Information Extraction (IE), is one of the most prominent techniques currently used in Text Mining. In
particular, by combining Natural Language Processing tools, lexical resources and semantic constraints, it can
provide effective modules for mining the biomedical literature, or to help in preventing terrorism. Complementary
visualization tools enable the user to explore, check (and correct if required) the results of the Text Mining
process effectively.
As a first step in tagging documents, each document is processed to find (extract) Entities and Relationships
that are likely to be meaningful and content-bearing. In “Relationships” we refer to Facts or Events involving
certain Entities. A possible “Event” may be that a company has entered into a joint venture to develop a new
drug. A “Fact” may be that a gene causes a certain disease. Facts are static in nature and usually do not change;
events are more dynamic in nature and have a specific time stamp associated with them. The extracted information
provides more concise and precise data for the mining process than the more naive word-based approaches such as
those used for text categorization, and tends to represent concepts and relationships that are more meaningful
and relate directly to the examined document’s domain.

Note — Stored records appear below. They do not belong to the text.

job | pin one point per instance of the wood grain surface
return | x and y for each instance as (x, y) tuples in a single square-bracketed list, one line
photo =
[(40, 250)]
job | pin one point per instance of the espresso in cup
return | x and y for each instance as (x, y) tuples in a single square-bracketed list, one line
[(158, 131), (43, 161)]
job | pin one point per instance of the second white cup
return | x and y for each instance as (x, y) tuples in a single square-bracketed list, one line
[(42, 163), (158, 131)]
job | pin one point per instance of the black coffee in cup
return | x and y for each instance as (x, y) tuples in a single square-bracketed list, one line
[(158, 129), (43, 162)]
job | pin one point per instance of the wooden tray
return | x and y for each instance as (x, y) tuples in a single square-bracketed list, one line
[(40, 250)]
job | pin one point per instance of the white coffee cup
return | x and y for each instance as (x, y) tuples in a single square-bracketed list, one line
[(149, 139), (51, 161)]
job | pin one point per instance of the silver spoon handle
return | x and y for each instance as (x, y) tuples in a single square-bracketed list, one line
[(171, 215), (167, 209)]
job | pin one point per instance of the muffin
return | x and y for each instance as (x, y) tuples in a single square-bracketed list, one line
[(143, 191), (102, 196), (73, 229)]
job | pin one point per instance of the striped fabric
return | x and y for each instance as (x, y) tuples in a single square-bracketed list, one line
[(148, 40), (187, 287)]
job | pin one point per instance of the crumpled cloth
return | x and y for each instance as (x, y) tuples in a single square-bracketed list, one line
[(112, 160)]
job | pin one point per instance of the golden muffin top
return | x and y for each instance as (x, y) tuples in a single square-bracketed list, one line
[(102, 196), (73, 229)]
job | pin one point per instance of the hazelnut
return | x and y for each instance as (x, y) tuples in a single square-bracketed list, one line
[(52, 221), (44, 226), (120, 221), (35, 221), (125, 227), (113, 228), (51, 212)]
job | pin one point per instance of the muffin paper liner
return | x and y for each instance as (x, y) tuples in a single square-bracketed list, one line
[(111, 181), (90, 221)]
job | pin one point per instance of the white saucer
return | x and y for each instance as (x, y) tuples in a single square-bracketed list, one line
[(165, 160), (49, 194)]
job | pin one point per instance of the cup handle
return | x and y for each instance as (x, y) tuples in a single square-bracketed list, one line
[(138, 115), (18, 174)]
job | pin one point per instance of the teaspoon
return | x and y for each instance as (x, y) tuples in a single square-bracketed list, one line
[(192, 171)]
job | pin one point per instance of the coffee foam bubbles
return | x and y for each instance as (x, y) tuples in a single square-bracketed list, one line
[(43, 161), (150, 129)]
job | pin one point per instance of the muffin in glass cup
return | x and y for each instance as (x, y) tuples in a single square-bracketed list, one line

In this tutorial we will present the general theory of Information Extraction and will demonstrate several
systems that use these principles to enable interactive exploration of large textual collections. We will present
a general architecture for information extraction and will outline the algorithms and data structures behind the
systems. Special emphasis will be given to efficient algorithms for very large document collections, tools for
visualizing such document collections, the use of intelligent agents to perform text mining on the internet. The
Tutorial will cover the state of the art in this rapidly growing area of research. Several real world
applications of information extraction will be presented in the areas of business intelligence, competitive
intelligence, bio information, and military intelligence.
Bio
Ronen Feldman draws on years of experience in the development of knowledge discovery systems and text mining
applications. He is responsible for ClearForest's technical business development, rapid prototyping, and the
research and development of new products. He serves as a consultant to leading Israeli companies such as IBM,
El-Al, Telrad, Bezeq, Israel Electric Company, and the National Coal Company, and serves on the program
committees of AAAI, KDD, SDM and ICDM. He is often an invited speaker in academic and industrial conferences, and
he is a senior lecturer in the Mathematics and Computer Science Department of Bar-Ilan University in Israel. He
received his B.Sc. in Mathematics, Physics and Computer Science from the Hebrew University and his Ph.D. in
Computer Science from Cornell University.